The Dog That Answered a Prayer
The Dog That Answered a Prayer
An unforgettable story from the Guideposts Books collection Their Mysterious Ways Too.
I opened the door to the Trents’ house and was greeted, as usual, by Shredder, their Airedale. He bounded toward me, jumped up and put a paw on each shoulder. “Okay, boy,” I said, rubbing the inside of his ears the way he liked.
He groaned contentedly. Then he brought me the raggedy old stuffed monkey he liked to play fetch with. I tossed it down the hall a few times. “That’s all for now,” I told him.
If Shredder had his way, I’d play with him all day. He had energy to burn. But with so many things on my schedule—PTA meetings, Girl Scouts, dinner, other houses to clean—I didn’t have time.
I’d been cleaning for the Trents going on two years. I should have been used to dogs being underfoot. After all, my husband, Dave, our two girls and I had a pair of high-energy Scottish terriers. That day I told Shredder to lie down on his pillow. “I’ve got to get to work now,” I said.
I headed downstairs to vacuum the family room. Shredder settled on his pillow. Probably can’t wait till I’m done so we can play some more, I thought. Too bad for him that I’m out of here as soon as I’m finished.
All of a sudden pain shot through my head. It was unlike anything I’d ever felt–10 times worse. Light exploded behind my eyes. The vacuum hose slipped out of my hand, and I fell to my knees.
I knew someone who’d died from a brain aneurysm. Is that what’s happening to me? I had to get help. Now. Before it was too late.
Phone, I thought. The nearest phone was in the kitchen. I tried to stand up, but couldn’t. I have to get upstairs. It felt like my head was going to explode. I managed to crawl to the foot of the steps. But I couldn’t move anymore. I was helpless.
Through the pounding pain, I said a prayer. God, I don’t want this to be the end. I’ve got a husband and two kids who need me. I want to see them again. Please help. I looked up. Shredder stared back at me from the top step, tail slightly thumping the floor.
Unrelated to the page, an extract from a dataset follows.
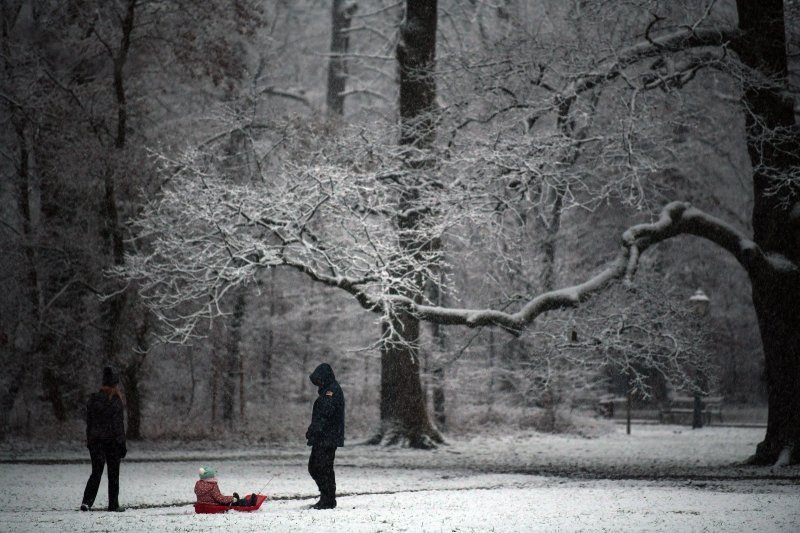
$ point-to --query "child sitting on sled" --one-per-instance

Did he think I was playing?
“Come here,” I whispered, trying to make my voice sound playful. He cocked his head and stared quizzically. “C’mon, boy,” I said. Shredder padded down the steps and stood next to me. His tail stopped wagging. Did he sense something was wrong?
“Help me, Shredder,” I said, grabbing his collar with my left hand. He climbed a step, then stopped. “Up!” I said. He looked back at me as if to say, “Is this right?” “Go,” I whispered. He started to drag me.
My left arm went numb. I had to look at Shredder’s collar to make sure I kept my grip. I reached with my right hand, managed to get hold of the banister and pulled Shredder tugged, and I made it up one step at a time.
I squeezed my eyes shut. Little explosions of light flashed across the inside of my eyelids. “Hurry, Shredder.”
Shredder got me to the top of the steps. Then I started to crawl. Shredder grabbed my sleeve in his teeth. He pulled and tugged, helping me across the kitchen floor. Now I knew what that stuffed monkey must’ve felt like. Finally, the phone.
You’re not going to make it. Call Dave. I needed to tell him what had happened. I didn’t want the Trents to have to deliver the bad news. I got the answering machine. The message I left must have scared him silly.
“I’m at the Trents’. I think I’m having an aneurysm. I’m going to die. I just wanted to tell you I love you.” Then I called 911.